2.4. Op 9 februari 2000 hebben partijen eveneens een schriftelijke arbeids-over-eenkomst gesloten die ziet op de eerste arbeidsovereenkomst voor bepaalde tijd. De tekst van de tweede, ongedateerde, schriftelijke arbeidsovereenkomst voor de periode van twee maanden is, voor zover relevant, gelijkluidend. In deze overeenkomsten staat onder meer:
“(…) Artikel 9
Opleidingen
9.1 De werknemer wordt door de werkgever in de gelegenheid gesteld de 6 benodigde certificaten te behalen in het kader van het erkende MCSE-diploma. De werknemer heeft voorafgaand aan deze over-eenkomst een aaneengesloten periode training gevolgd, waarvoor een studieovereenkomst is opgesteld en ondertekend door werknemer en werkgever. (…)
9.3. De werknemer wordt na overleg met de werkgever in de gelegenheid gesteld om vervolgopleidingen te volgen. Voor alle (vervolg)-opleiding(en), die in eerste instantie door werkgever financieel voldaan worden, wordt een studieovereenkomst opgesteld die door beiden partijen voor akkoord ondertekend wordt. Voor iedere nieuwe studieovereenkomst geldt dat de opnieuw aangegane studieschuld afgeschreven wordt op basis van 36 maanden.”
2.5. Bij de eindafrekening van 31 oktober 2000 heeft De Profs blijkens de overgelegde salarisspecificatie, op het aan Werknemer bij einde dienstverband verschuldigde nettoloon inclusief overwerk, vakantiegeld en studietoelage van in totaal ƒ 3.942,74 netto, te vermeerderen met ƒ 50,-- netto aan onkostenvergoeding, twee bedragen ingehouden te weten een verstrekt voorschot van ƒ 745,-- en voorts ƒ 5.180,-- aan “Studiekosten: Restant studieschuld A+ februari 2000”. Dit resul-teerde in een negatief bedrag op de salarisspecificatie van ƒ 2.382, 26 (€ 1.081,02).
2.6. De Profs heeft op 31 oktober 2000 Werknemer een factuur verstuurd voor het resterende bedrag aan studieschuld vermeerderd met BTW, in totaal ƒ 2.799,16 (€ 1.270,20).

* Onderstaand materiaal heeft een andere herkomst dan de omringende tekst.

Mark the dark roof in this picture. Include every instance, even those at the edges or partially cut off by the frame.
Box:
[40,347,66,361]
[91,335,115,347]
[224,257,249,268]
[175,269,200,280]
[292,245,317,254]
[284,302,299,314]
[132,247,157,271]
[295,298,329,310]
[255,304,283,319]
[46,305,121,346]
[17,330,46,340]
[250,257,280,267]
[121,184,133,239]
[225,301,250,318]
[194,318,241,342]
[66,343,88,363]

Werknemer heeft deze factuur niet betaald.
2.7. In eerste aanleg vorderde De Profs een bedrag van € 1.492,37 in hoofdsom wegens voorgeschoten studiekosten.
2.8. Werknemer vorderde in reconventie het op de eindafrekening ingehouden bedrag, te weten zijn nettoloon over de maand oktober 2000 vermeerderd met de onkosten-vergoeding en verminderd met het voorschot, derhalve een bedrag van € 1.271,70 netto vermeerderd met de wettelijke rente.
2.9 De rechtbank heeft de vorderingen in conventie afgewezen en de vorderingen in reconventie, waarbij € 1.271,70 is gecorrigeerd in € 1.269,56, toegewezen, vermeerderd met een wettelijke verhoging van 10%.